Pape François, Laudato Si (107)

Dans le récit de la Genèse, le choix, qui pourrait paraître « purement instrumental », de se bâtir une ville « afin de ne pas être dispersés sur toute la surface de la terre » (Gn 11,4), et « une tour dont le sommet touche le ciel » (Gn 11,4) n’est pas neutre. Il dénote la volonté de développer une vie sociale globalisante, sans Dieu, sans transcendance, sans altérité. C’est là également la tentation inhérente à un langage et à des mots qui seraient « les mêmes » (Gn 11,1) pour toute l’humanité : la tentation d’englober, de comprendre toute la Création – or il est clair que cette tentation ne fait que servir les intérêts de quelques-uns, ceux qui ont le pouvoir d’imposer leurs mots et leur langage.

Lorsque c’est l’orgueil plutôt que la crainte de Dieu qui motive les réalisations humaines, l’homme ne se perçoit plus comme « intendant de la Création », soucieux de la protéger et capable de la prolonger par son art (cf. Si 38,34), mais il se pose au contraire en dominateur cherchant à abolir toute limite et à faire servir toute créature à ses projets. Or un projet humain motivé par l’orgueil ne peut être que contre Dieu, et en définitive contre l’homme lui-même.

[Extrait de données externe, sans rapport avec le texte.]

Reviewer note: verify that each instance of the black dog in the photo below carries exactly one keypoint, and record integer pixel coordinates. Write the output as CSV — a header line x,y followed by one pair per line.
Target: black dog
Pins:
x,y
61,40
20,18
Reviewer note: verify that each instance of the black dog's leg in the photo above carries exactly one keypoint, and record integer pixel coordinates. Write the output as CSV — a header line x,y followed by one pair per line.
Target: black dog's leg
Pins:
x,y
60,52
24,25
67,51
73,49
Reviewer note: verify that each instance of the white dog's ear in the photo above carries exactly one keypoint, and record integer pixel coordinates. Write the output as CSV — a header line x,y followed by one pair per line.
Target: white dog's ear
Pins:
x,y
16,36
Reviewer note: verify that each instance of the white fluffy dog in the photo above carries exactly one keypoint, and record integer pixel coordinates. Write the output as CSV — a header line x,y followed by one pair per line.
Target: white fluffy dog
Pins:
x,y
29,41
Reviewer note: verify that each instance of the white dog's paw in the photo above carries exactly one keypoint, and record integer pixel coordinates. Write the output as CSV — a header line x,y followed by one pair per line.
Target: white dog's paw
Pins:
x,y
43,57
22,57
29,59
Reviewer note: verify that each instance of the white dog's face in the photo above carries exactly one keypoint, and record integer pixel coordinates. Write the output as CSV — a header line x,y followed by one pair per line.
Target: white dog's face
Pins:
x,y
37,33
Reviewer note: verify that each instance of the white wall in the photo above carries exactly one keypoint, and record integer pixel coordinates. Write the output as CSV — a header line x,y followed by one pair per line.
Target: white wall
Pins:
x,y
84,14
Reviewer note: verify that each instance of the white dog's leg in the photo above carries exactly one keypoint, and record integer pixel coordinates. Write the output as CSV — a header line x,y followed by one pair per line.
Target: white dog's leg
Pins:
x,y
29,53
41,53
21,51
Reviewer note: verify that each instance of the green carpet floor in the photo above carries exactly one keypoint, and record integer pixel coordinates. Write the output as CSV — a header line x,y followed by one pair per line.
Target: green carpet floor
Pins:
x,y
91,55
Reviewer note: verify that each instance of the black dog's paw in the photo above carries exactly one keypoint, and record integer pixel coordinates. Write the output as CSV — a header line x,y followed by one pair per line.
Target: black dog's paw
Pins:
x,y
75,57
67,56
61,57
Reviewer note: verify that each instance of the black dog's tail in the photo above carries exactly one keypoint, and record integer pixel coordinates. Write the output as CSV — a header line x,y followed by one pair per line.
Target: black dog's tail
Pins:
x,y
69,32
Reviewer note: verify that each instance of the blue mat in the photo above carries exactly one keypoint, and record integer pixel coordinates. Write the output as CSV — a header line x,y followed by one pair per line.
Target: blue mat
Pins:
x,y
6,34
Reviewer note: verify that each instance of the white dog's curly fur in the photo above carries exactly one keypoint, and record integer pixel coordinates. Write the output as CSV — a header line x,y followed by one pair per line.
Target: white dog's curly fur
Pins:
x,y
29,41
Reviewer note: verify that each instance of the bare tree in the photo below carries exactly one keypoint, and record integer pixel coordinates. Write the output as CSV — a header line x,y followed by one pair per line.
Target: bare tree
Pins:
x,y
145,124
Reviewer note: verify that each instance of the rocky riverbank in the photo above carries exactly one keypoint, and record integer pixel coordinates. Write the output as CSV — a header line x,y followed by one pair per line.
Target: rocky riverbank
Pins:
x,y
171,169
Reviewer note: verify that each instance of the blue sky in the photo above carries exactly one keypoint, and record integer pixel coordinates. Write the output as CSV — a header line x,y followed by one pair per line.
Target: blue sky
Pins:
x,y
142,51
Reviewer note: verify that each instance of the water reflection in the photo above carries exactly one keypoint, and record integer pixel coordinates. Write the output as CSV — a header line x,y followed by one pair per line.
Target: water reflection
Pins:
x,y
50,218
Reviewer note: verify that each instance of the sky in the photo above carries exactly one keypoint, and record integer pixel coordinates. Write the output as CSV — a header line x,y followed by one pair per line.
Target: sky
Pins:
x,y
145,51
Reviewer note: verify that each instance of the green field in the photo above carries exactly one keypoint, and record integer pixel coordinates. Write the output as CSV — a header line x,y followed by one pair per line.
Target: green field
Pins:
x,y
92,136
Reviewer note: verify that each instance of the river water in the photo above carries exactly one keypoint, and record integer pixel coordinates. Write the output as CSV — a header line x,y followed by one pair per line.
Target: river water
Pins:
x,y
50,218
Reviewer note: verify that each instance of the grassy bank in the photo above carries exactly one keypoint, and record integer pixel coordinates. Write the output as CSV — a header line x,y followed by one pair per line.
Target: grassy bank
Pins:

A titre personnel, ces deux textes sont une invitation à considérer toute notre activité, en particulier professionnelle, dans la perspective de la coopération avec la Création divine. Le Siracide offre une clé pour ce discernement : c’est notre prière qui est révélatrice de ce qui occupe notre cœur, à la manière de celle des artisans, qui « concerne leur métier ». Pour s’arracher au pouvoir de fascination de la technique, qui nous éloigne de Dieu, il s’agit pour nous chrétiens de rechercher par notre prière et par nos actions un ordre juste dans notre existence et dans les structures socio-économiques dont nous faisons partie. C’est donc un acte de justice que nous sommes invités à poser, qui consiste à rétablir que la technique est pour l’homme, le travail pour la famille et la terre pour le Ciel.

UNE FIGURE SPIRITUELLE

TS

Tanaka Shozo

Tanaka Shozo (1841-1913) vécut au Japon de l’ère Meiji (1868-1912), c’est-à-dire lors de la période de modernisation accélérée, d’industrialisation et de bouleversement social consécutive à la réouverture forcée du pays au reste du monde qui débuta en 1853. Par le combat qu’il mena en faveur des victimes de la pollution industrielle des mines de cuivre d’Ashio, par la cohérence de sa vie, la ténacité et le courage de ses actions, il est un pionnier et un modèle de l’écologie politique, bien connu au Japon mais encore méconnu en Occident.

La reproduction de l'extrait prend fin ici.